Commentary
Article
Veronica Hood, PhD, chief scientific officer at the Dravet Syndrome Foundation, discussed the evolving care landscape of Dravet syndrome, highlighting breakthroughs in precision medicine and promising new therapies for patients.
Veronica Hood, PhD
(Credit: Dravet Syndrome Foundation)
Dravet syndrome (DS) is a severe developmental and epileptic encephalopathy (DEE) that was first described in 1978 by French neurologist Charlotte Dravet ,MD.1 Originally termed severe myoclonic epilepsy of infancy, (SMEI), the name was later updated to reflect the lifelong impact and broader range of seizure types.2,3
Patients were identified based on clinical symptoms—most notably the characteristic onset of prolonged, often febrile, treatment-resistant seizures in otherwise healthy infants. With age, developmental challenges emerge, impacting speech, cognition, motor function, and behavior.4 Patients may also experience autonomic dysfunction, sleep disturbances, and worsening gait.5 DS also carries a high risk of premature mortality, up to 20%, most often because of sudden unexpected death in epilepsy (SUDEP).2,6 Notably, anti-seizure medications classified as sodium channel blockers, such as lamotrigine, often worsened seizures for patients with DS.
In 2001, researchers discovered the majority of patients with DS carry loss-of-function variants in one copy of the SCN1A gene, which encodes a sodium channel critical for brain function.8 This discovery enabled confirmatory genetic testing to aid in the clinical diagnosis, and opened the door to research aimed at precision medicine. However, nearly a decade later little had changed in the landscape for patient families: no new therapies were in development, diagnoses were still delayed despite the advancements in genetic testing, and research funding was minimal. In 2009, families came together to establish the Dravet Syndrome Foundation (DSF) with a primary mission to fund and advocate for research.9
Over the following decade, a collaborative community of patient-families, scientists, health care providers, and pharmaceutical innovators began to change the landscape. Scientific discoveries uncovered the molecular and cellular impacts of SCN1A haploinsufficiency and expanded our understanding of the clinical spectrum of symptoms. Between 2018 and 2020, 3 antiseizure medications received FDA-approval for use in DS: stiripentol (Diacomit; Biocodex),10 pharmaceutical-grade cannabidiol (Epidiolex;Jazz Pharmaceuticals),11 and fenfluramine (Fintepla; UCB).12 The development of expert consensus guidelines followed to support diagnosis and evidence-based treatment decisions.13
In 2022, the patient community organized an Externally-Led Patient Focused Drug Development Meeting, detailing the lived-experience of navigating DS to the FDA; this meeting highlighted that despite new therapies, patients continue to experience refractory seizures and have few treatment options for non-seizure symptoms.9
The momentum in the research space has laid the foundation for a more transformative era as precision medicine becomes a reality. Leveraging the advancements in genetics, molecular biology, and delivery technology, scientists are developing treatments aimed at the underlying haploinsufficiency of SCN1A with the hope to effectively treat seizures as well as the other symptoms of DS and truly modify the entire course of the disease.

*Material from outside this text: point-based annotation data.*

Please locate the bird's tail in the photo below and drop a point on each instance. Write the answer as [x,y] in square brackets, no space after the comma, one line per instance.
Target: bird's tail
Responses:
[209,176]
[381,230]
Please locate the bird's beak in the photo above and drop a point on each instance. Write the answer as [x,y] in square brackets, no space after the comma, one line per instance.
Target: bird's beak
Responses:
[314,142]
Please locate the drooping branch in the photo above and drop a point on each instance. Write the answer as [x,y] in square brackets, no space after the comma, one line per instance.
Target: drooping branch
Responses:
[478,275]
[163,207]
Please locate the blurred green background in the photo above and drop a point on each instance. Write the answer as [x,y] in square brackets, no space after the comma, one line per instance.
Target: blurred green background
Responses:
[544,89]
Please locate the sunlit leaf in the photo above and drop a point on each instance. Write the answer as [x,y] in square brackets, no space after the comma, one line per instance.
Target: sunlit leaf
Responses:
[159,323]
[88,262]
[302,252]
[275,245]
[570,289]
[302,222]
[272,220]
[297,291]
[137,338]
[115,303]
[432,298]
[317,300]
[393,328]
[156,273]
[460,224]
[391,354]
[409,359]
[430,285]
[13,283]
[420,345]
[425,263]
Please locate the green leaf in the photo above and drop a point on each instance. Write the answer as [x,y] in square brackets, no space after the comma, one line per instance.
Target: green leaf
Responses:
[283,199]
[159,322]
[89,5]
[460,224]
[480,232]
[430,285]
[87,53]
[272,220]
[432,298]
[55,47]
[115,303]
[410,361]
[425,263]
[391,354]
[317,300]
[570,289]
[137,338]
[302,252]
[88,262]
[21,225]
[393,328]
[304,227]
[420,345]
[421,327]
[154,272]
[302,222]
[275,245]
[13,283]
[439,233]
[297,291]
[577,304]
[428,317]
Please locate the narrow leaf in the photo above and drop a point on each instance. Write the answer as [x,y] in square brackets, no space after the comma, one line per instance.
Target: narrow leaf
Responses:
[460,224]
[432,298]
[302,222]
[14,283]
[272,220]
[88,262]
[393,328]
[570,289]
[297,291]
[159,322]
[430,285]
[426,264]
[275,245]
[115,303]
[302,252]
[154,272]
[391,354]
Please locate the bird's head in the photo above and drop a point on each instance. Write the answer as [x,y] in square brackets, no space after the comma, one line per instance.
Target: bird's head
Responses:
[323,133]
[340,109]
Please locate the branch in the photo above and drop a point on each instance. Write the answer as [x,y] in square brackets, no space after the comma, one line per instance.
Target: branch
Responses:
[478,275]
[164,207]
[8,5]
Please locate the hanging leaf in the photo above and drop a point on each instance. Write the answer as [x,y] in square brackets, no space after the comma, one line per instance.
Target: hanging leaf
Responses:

The most advanced of these novel therapies, an antisense oligonucleotide (ASO) called zorevunersen (Stoke Therapeutics), is designed to boost SCN1A expression by modifying RNA-splicing.14 Completion of 2 phase 1/2 studies signaled a favorable safety profile and early signs of seizure reduction and developmental gains, providing the first signal of disease modification in DS.15 A pivotal, international phase 3 study (NCT06872125) of zorevunersen began enrollment in 2025.

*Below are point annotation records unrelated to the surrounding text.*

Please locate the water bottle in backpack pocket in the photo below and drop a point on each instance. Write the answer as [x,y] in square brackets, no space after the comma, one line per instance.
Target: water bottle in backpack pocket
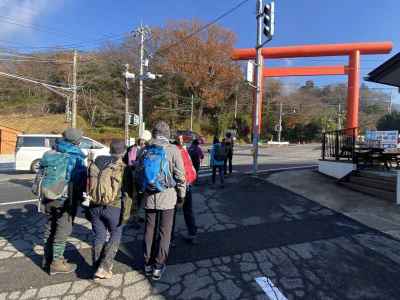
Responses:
[154,174]
[104,182]
[54,184]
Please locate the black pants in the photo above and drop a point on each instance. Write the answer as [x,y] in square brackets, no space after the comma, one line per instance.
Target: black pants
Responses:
[228,160]
[220,173]
[105,219]
[157,236]
[188,214]
[57,229]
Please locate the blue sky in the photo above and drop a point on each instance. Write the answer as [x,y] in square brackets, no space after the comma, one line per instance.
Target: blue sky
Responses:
[58,22]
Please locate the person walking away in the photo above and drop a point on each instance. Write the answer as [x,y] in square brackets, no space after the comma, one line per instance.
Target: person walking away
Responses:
[110,191]
[196,155]
[229,153]
[187,205]
[62,183]
[218,155]
[161,179]
[134,152]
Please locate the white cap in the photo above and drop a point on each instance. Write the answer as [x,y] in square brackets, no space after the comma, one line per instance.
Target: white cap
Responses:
[146,135]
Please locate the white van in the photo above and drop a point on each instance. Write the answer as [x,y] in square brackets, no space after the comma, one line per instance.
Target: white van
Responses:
[31,147]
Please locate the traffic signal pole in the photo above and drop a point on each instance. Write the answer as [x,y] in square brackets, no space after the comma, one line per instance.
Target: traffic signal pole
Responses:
[259,78]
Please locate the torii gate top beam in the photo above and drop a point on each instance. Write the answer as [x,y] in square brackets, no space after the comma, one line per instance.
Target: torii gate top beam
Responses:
[314,50]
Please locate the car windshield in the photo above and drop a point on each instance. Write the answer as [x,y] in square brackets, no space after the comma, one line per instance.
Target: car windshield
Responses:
[89,144]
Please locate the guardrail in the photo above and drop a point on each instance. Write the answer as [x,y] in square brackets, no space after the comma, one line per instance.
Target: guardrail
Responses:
[339,144]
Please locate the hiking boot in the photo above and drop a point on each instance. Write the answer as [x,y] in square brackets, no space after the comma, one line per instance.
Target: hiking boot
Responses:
[61,266]
[102,273]
[157,273]
[148,270]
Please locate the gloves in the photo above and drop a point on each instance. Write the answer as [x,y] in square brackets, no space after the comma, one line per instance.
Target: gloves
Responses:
[180,201]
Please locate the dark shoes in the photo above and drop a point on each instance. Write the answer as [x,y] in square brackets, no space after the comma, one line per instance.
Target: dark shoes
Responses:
[190,239]
[154,272]
[102,273]
[61,266]
[148,270]
[157,273]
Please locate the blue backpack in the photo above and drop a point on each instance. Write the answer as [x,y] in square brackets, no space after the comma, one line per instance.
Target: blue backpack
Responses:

Another approach, ETX101 (Encoded Therapeutics), uses an adeno-associated viral (AAV) vector to deliver an engineered transcription factor that upregulates SCN1A expression.16 This gene therapy is currently in a phase 1/2 clinical study (NCT05419492).16
Several other genetic-based therapies are in preclinical development and showing strong potential in animal models of DS.17,18 At the same time, the community is working to ensure equitable access to genetic testing, clinical trials, and future therapies. Decades of advocacy and scientific progress have brought us to the threshold of personalized, disease-modifying treatments—and a new chapter in the DS story.